Mitchell agreed to come to Guantanamo to testify without a subpoena to give his version of events, which he also detailed in a book, called Enhanced Interrogation, that he cowrote with a CIA spokesman.
"I'm happy to talk about my role in the programme and what the programme did," he told the court.
At times, however, he appeared to bristle at the questioning. When defence lawyer James Connell thanked him for coming to court, he replied: "I did it for the victims and families not for you."
Mitchell and another psychologist, Bruce Jessen, were contracted by the CIA to develop the interrogation programme, which also included intense sleep deprivation, confinement in a small box, prolonged shackling in "stress positions," and being doused with cold water.
Defence lawyers for the five men charged in the attacks have called the contractors, who observed and took part in interrogations at clandestine CIA facilities, as witnesses in an effort to disqualify statements the defendants made to the FBI after they were transferred to Guantanamo in September 2006.
It was the first time that the defendants and one of the main architects of their brutal treatment had faced each other in court.
Mitchell and Jessen gave depositions in a lawsuit filed by the American Civil Liberties Union (ACLU) on behalf of three former prisoners, including one who died in custody. The case was settled for undisclosed terms in August 2017 and the two former contractors did not testify in court.
"This testimony marks a critical moment for reckoning with the torture committed in the American people's name," said ACLU staff attorney Dror Ladin, "Mitchell and Jessen, along with collaborators in the US government, are responsible for shameful cruelty that the CIA is still trying to cover up."
Mitchell was expected to be followed on the stand by Jessen. Their testimony will likely take up much of a pretrial hearing scheduled to last two weeks.
'Tainted by torture'
The defendants include Khalid Shaikh Mohammad, an al-Qaeda operative who has portrayed himself as the mastermind of the 9/11 attacks. All five face the death penalty if convicted of charges that include terrorism and nearly 3,000 counts of murder for their alleged roles in planning and providing logistical support for the hijacking plot.
Under a 2006 law that set up the military commission, any statements must be voluntary to be admitted into evidence and the government is not seeking to use at the trial anything the men said while in CIA custody.
But the prisoners also gave what prosecutors have called "clean" statements to the FBI after they arrived at Guantanamo.
Lawyers for the five defendants argue that everything the men have said in custody was tainted by the torture they were subjected to while in CIA confinement.
Connell, a lawyer for defendant Ammar al-Baluchi, said he believes the FBI helped guide some of the questioning of the men and that others in the government were also involved in developing the programme starting with the capture of a prisoner known as Abu Zubaydah in 2002.
"Dr Mitchell plays an important role but ultimately a small one," in developing and carrying out the interrogations, said Connell, whose client is a nephew of Mohammad.

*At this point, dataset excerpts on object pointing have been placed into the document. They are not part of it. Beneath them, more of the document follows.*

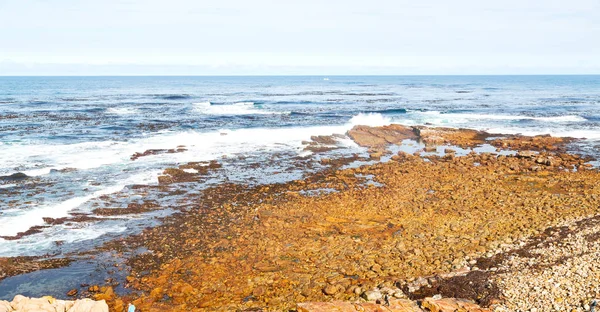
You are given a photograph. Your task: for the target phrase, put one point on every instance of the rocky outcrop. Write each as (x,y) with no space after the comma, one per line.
(379,137)
(394,305)
(50,304)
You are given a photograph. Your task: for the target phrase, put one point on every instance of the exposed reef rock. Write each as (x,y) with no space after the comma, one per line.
(49,304)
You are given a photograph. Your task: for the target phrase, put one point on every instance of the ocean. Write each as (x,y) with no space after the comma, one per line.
(74,137)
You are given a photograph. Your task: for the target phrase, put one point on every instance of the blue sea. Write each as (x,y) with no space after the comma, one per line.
(74,136)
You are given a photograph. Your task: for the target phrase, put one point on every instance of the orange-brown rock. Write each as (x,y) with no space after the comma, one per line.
(451,305)
(394,305)
(379,137)
(459,137)
(270,247)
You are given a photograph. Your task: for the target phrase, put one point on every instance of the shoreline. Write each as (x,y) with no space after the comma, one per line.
(228,250)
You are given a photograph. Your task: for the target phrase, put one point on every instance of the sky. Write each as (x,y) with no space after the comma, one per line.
(314,37)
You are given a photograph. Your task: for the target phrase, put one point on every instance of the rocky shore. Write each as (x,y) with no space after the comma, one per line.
(512,228)
(49,304)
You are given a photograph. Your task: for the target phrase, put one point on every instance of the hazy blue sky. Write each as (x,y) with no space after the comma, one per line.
(299,37)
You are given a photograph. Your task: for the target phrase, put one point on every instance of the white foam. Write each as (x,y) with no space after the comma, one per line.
(121,110)
(436,116)
(240,108)
(370,119)
(555,132)
(13,224)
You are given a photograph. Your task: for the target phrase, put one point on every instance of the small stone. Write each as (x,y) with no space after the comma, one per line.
(330,289)
(372,295)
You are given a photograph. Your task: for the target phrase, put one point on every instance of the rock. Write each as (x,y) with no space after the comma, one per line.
(330,289)
(395,305)
(451,305)
(19,176)
(526,154)
(379,137)
(259,291)
(325,306)
(88,305)
(372,295)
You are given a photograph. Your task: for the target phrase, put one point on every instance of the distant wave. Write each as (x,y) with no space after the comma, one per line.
(172,96)
(240,108)
(565,118)
(370,119)
(75,99)
(7,101)
(121,111)
(390,111)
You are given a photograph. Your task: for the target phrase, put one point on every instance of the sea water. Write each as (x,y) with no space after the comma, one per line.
(74,136)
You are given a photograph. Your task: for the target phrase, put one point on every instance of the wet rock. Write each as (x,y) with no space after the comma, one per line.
(526,154)
(50,304)
(19,176)
(372,295)
(451,305)
(89,305)
(330,289)
(394,305)
(379,137)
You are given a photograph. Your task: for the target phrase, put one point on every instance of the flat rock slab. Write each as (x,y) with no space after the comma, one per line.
(451,305)
(49,304)
(396,305)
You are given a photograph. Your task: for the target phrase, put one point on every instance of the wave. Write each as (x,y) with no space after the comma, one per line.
(239,108)
(390,111)
(370,119)
(121,111)
(465,116)
(11,225)
(172,96)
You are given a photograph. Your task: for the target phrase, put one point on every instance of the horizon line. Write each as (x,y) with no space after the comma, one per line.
(295,75)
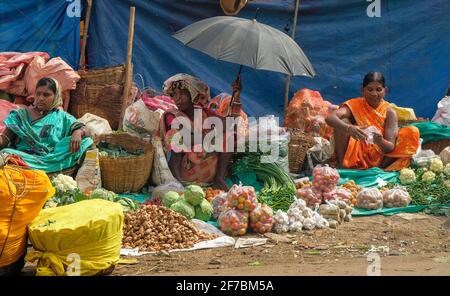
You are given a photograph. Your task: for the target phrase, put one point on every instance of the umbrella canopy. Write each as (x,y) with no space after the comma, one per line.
(247,42)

A Senate investigation in 2014 found that the interrogation programme designed by Mitchell and Jessen was used on 39 detainees and produced no useful intelligence. They were paid $81m for their work, according to the Senate report.
Mitchell and Jessen previously worked at the Air Force survival school at Fairchild Air Force Base outside Spokane, Washington, where they trained pilots to avoid capture and resist interrogation and torture. The CIA hired them to reverse-engineer that training to break terrorism suspects.

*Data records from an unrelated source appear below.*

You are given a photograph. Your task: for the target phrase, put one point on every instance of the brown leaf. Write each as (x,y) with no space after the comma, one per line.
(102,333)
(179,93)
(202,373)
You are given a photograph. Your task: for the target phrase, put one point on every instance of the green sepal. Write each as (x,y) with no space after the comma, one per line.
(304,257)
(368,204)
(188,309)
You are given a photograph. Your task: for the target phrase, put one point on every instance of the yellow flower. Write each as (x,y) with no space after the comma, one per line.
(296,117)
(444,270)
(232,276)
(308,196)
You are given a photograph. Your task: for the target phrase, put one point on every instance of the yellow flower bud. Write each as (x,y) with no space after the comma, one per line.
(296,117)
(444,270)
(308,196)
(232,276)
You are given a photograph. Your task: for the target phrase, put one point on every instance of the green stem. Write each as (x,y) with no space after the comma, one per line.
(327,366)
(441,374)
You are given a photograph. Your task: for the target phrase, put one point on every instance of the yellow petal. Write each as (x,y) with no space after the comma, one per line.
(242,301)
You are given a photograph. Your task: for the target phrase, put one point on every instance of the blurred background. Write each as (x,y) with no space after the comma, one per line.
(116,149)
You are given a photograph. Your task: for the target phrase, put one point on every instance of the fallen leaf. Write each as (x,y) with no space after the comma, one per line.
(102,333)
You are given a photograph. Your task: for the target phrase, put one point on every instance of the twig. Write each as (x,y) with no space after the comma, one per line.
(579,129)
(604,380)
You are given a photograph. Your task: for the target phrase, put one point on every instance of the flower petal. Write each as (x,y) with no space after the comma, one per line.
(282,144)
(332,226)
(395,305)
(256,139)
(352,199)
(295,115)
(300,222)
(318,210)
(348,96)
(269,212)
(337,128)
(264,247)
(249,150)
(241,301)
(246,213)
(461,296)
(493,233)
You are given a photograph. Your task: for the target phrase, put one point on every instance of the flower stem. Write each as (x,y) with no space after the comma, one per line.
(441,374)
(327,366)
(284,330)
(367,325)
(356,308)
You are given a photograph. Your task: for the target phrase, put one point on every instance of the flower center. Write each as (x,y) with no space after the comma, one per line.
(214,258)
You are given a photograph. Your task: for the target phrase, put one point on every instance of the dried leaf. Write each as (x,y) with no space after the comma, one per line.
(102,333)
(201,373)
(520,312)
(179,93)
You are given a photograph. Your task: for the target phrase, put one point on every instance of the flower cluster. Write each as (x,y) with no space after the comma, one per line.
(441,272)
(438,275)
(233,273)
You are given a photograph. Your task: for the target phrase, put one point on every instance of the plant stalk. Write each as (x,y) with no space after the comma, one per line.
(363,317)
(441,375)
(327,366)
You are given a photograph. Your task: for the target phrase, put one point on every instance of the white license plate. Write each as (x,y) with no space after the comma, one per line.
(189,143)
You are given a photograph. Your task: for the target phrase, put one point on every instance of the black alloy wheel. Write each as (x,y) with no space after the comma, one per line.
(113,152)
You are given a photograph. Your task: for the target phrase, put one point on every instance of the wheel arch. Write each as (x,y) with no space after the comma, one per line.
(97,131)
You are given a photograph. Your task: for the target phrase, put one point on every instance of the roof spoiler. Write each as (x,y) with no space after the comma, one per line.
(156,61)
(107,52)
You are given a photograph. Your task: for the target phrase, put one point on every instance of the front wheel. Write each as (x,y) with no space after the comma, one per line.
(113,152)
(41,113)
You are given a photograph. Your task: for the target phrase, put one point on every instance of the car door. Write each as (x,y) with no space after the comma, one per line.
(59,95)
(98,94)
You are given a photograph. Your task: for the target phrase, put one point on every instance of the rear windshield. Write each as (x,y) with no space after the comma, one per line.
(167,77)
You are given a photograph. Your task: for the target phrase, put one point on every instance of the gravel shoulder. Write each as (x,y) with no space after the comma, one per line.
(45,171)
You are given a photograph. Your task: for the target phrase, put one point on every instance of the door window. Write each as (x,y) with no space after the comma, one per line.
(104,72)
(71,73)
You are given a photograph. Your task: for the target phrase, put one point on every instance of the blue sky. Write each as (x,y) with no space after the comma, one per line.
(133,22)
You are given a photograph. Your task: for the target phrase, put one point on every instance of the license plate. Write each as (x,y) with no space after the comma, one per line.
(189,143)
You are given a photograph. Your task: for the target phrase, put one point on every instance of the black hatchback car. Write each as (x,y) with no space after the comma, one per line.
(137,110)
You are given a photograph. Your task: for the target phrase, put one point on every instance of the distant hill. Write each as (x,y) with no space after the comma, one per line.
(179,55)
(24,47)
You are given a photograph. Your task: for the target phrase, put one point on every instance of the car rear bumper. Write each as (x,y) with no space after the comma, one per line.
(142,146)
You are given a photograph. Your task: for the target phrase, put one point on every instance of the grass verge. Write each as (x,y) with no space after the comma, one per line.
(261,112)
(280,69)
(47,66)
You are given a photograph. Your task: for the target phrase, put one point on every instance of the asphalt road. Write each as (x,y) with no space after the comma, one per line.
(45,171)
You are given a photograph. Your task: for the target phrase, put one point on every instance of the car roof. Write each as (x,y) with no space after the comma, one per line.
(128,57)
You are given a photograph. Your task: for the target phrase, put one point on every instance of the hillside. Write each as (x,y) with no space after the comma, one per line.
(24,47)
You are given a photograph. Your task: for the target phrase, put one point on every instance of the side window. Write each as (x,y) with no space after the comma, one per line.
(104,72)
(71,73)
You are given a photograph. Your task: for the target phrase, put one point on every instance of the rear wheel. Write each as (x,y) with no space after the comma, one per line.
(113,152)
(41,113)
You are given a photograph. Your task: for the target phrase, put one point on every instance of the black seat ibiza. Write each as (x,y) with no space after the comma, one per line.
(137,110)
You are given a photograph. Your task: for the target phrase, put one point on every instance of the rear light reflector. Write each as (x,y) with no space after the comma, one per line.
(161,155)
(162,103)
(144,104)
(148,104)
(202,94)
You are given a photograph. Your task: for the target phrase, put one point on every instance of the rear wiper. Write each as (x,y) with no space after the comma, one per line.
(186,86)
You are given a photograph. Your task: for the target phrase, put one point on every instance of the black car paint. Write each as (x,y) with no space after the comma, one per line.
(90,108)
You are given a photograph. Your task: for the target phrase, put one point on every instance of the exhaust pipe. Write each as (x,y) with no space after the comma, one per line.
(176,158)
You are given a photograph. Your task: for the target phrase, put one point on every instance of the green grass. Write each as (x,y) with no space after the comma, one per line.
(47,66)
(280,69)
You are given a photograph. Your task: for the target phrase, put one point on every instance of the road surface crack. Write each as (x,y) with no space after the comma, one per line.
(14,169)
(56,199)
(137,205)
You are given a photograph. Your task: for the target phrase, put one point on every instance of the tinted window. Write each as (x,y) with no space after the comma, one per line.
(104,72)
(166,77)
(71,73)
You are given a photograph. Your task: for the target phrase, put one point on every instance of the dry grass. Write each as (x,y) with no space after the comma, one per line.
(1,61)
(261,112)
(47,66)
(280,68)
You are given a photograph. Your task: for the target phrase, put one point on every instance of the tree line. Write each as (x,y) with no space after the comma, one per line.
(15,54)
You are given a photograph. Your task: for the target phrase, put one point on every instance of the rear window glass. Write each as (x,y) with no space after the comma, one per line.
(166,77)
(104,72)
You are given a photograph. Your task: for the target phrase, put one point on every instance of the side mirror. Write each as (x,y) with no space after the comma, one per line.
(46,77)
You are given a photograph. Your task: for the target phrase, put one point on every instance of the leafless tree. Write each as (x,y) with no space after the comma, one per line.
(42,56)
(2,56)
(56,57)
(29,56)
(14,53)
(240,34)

They defended their work when the lawsuit was settled, arguing that neither contractor condoned or conducted any mistreatment of prisoners and that the overall programme was authorised by the government.
Jessen said in a statement then that he and Mitchell "served our country at a time when freedom and safety hung in the balance."
The proceedings at Guantanamo were being transmitted to several government installations in the US, including Fort Meade, Maryland, where they were viewed by The Associated Press news agency.